The S&P 500 index SPX closed virtually flat on Friday, but it still was on track for back-to-back yearly gains of more than 20% for 2024 and 2023, an impressive feat giving Wall Street’s earlier widespread recession fears.

Stocks don’t always go straight up in bull markets, but this one has yet to log any pullbacks of at least 15% since October 2022, according to Dow Jones Market Data.
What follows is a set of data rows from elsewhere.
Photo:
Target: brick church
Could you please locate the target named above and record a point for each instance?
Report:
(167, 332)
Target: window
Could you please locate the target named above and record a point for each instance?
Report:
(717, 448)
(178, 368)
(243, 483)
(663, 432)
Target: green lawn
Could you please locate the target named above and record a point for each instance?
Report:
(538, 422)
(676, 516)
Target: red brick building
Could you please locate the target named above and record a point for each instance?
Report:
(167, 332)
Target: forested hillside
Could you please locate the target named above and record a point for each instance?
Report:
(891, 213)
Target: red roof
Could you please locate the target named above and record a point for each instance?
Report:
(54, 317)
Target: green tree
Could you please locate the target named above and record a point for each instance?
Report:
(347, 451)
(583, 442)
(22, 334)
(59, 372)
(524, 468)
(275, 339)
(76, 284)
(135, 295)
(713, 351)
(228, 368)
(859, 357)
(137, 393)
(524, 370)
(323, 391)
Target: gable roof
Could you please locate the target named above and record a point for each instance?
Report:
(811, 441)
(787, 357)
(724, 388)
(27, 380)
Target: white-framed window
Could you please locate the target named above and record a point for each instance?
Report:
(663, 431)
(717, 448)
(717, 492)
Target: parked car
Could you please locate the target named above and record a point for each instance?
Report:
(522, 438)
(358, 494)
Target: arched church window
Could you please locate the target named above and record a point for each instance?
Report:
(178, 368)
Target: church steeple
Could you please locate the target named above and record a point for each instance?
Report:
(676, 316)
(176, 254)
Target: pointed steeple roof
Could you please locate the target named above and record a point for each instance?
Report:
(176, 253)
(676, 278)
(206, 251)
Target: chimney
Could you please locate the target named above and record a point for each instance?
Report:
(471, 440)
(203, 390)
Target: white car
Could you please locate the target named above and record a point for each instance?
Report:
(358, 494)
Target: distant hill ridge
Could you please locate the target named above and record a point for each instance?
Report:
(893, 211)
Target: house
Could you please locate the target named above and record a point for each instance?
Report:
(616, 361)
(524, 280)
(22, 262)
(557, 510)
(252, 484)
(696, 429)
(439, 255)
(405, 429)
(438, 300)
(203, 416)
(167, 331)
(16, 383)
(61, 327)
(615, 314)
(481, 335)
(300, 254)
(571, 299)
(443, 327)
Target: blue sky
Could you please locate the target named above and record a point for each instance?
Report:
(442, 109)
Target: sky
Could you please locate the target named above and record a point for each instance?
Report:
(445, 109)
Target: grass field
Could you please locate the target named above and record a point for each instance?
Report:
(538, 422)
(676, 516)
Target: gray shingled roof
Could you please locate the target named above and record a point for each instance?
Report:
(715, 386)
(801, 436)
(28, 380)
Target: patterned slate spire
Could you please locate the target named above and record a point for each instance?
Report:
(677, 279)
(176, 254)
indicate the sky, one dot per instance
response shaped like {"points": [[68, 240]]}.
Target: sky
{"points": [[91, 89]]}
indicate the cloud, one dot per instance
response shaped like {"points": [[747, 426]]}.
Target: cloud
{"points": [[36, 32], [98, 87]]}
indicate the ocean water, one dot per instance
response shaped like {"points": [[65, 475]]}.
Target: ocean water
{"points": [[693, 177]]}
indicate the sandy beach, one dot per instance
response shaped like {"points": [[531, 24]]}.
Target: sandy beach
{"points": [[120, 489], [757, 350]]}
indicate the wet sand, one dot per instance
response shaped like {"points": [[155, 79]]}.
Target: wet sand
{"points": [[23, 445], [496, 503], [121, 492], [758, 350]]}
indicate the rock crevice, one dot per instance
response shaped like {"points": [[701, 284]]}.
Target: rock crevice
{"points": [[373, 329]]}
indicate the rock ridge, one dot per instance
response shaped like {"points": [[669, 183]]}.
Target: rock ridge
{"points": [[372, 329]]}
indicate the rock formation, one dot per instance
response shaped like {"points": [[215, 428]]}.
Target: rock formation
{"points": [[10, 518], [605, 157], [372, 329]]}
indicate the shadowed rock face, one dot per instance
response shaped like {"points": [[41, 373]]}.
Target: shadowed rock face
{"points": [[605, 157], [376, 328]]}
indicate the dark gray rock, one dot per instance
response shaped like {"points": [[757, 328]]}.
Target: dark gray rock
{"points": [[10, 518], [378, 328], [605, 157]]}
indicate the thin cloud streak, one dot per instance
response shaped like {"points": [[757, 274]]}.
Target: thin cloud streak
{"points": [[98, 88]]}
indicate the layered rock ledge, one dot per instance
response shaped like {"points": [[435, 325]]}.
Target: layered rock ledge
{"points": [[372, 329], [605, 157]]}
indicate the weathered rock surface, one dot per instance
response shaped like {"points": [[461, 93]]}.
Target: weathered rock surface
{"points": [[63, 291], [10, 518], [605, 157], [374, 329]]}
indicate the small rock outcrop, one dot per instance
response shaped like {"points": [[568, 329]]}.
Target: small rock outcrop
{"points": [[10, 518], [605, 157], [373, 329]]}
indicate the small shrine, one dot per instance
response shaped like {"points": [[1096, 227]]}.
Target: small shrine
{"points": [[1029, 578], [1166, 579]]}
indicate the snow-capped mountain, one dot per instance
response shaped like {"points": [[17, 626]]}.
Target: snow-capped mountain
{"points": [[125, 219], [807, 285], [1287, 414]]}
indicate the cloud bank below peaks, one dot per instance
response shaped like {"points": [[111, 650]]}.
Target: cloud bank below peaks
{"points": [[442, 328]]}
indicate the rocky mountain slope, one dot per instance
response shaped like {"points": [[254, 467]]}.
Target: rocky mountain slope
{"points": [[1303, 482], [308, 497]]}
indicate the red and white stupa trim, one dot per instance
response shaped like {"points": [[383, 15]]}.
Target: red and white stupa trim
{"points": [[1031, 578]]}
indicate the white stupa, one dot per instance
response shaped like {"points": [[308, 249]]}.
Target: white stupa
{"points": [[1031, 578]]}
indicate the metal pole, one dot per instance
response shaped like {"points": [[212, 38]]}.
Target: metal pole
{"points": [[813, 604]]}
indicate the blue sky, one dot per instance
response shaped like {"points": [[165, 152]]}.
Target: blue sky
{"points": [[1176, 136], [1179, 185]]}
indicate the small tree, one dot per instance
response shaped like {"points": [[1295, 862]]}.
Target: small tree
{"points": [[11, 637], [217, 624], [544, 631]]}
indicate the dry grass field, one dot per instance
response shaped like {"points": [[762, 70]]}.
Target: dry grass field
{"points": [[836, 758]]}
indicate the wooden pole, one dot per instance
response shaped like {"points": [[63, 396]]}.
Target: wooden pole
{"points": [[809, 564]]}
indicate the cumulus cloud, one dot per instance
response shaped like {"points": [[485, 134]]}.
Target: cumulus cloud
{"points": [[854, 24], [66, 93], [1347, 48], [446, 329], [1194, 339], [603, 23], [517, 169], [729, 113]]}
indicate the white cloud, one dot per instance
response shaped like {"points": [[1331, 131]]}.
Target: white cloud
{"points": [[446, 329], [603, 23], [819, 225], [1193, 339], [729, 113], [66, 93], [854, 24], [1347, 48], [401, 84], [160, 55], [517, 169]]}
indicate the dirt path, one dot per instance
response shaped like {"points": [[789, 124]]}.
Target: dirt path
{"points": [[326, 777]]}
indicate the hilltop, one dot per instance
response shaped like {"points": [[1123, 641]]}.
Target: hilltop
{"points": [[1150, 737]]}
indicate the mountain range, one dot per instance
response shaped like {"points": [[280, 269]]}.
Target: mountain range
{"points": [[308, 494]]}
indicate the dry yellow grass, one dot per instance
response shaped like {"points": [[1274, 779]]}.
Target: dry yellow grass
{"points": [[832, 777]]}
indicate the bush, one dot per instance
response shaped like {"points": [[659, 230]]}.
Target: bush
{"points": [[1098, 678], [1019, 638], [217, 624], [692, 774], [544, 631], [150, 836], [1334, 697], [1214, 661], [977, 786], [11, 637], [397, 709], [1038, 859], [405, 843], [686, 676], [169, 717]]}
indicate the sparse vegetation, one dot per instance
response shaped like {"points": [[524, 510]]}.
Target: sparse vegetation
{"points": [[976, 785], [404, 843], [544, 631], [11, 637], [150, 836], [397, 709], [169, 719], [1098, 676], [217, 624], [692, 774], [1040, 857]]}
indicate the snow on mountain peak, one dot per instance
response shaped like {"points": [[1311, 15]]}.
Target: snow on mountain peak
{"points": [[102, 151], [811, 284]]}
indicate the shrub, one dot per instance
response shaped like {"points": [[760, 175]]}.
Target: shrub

The previous stretch of two-plus years without a drawdown of that magnitude was from 2011 to 2018.

“I have been thinking of that old ‘Titanic’ scene,” said David Laut, chief investment officer at Abound Financial. “Your arms are wide open on the bow.”

While investor sentiment has soared in anticipation of deregulation and additional corporate tax cuts during President-elect Donald Trump’s second term, it also brings the threat of inflation and import tariffs, disappointing tech earnings or another catalysts that could cause investors to duck and head for cover.

“Why not take some money off the table, move down the multiples spectrum?” Laut said, adding that he’s paring back large-cap exposure for a more balanced framework.

In his view, that includes mid-cap and small-cap stocks RUT, emerging-market equities, having cash at the ready for opportunities and a combined 5% gold GC00 and crypto BTCUSD allocation.

What’s more, for every dollar invested in November in the stock market’s SPDR S&P 500 ETF Trust – SPY index, SPY 31 cents would be allocated to the small group of powerful megacap technology stocks known as the “Magnificent Seven,” underscoring the lopsided nature of this bull run.

“I’d rather be opportunistic,” Laut said, of his strategy heading into 2025.

Related : Nasdaq reaches 20,000 for the first time. Why that could spell trouble for investors in early 2025.

Cues from the ’90s

Wall Street foresees the Fed lowering its benchmark interest rate by another 25 basis points on Wednesday, following a two-day policy meeting . Fed Chair Jerome Powell has taken pains while at the helm of the central bank since 2018 not to surprise markets.

Powell also has made defeating inflation and fostering a soft landing for the economy cornerstones of his second term at the Fed, which isn’t up until mid-2026.

“This environment is feeling a lot like the mid-1990s,” said Leger at the Wealth Consulting Group, pointing to the “run-up to the tech mania 1.0” and when the Fed was last cutting rates into a “pretty favorable economic environment.”

In that regard, Leger sees the Fed taking a more selective approach to cutting rates at its meetings next year, especially if inflation continues to look “sticky” or “stubborn.”

Odds favor the Fed lowering its short-term rate to a range of 4.25% to 4.5% this week, roughly 1% above the range many on Wall Street now think will become it’s “terminal range.”

While the central bank under Chair Alan Greenspan cut rates in 1998 after the collapse of Long-Term Capital Management, it also hiked them quickly back up to 6.5% in a failed attempt to cool the dot-com bubble.

“Expectations for rate cuts are coming down,” said George Cipolloni, portfolio manager of Penn Mutual Asset Management of the 10-year Treasury yield’s BX:TMUBMUSD10Y rise by roughly 8 basis points on Friday alone.

That brought the economy’s benchmark lending rate to 4.398%, while adding to its weekly climb of nearly 25 basis points, the biggest move in over a year, and a huge jump when the Fed has been trying to lower borrowing costs.

“There are certain indicators showing inflation is not going away as quickly as hoped,” Cipolloni said. “The market wants easing, it wants cuts, but the fly in the ointment for everything is going to be yields,” he said. “Everyone wants lower yields, but, man, it’s going to be tough.”

The Dow Jones Industrial Average fell 1.8% for the week, its biggest such drop since late October, the S&P 500 shed 0.6%, while the Nasdaq Composite Index COMP gained 0.3% for the week, according to Dow Jones Market Data.

For the year, the Dow is up 16.3%, the S&P 500 is 27% higher and the Nasdaq is up by 32.7%, according to FactSet.

On deck, the Fed’s rate decision on Wednesday will be the week’s main event, followed by the central bank’s preferred personal-consumption expenditures PCE inflation gauge for November on Friday. Monday also brings updates on the manufacturing side of the economy, followed by retail sales Tuesday and home starts on Wednesday. Thursday will see revised GPD for the second quarter.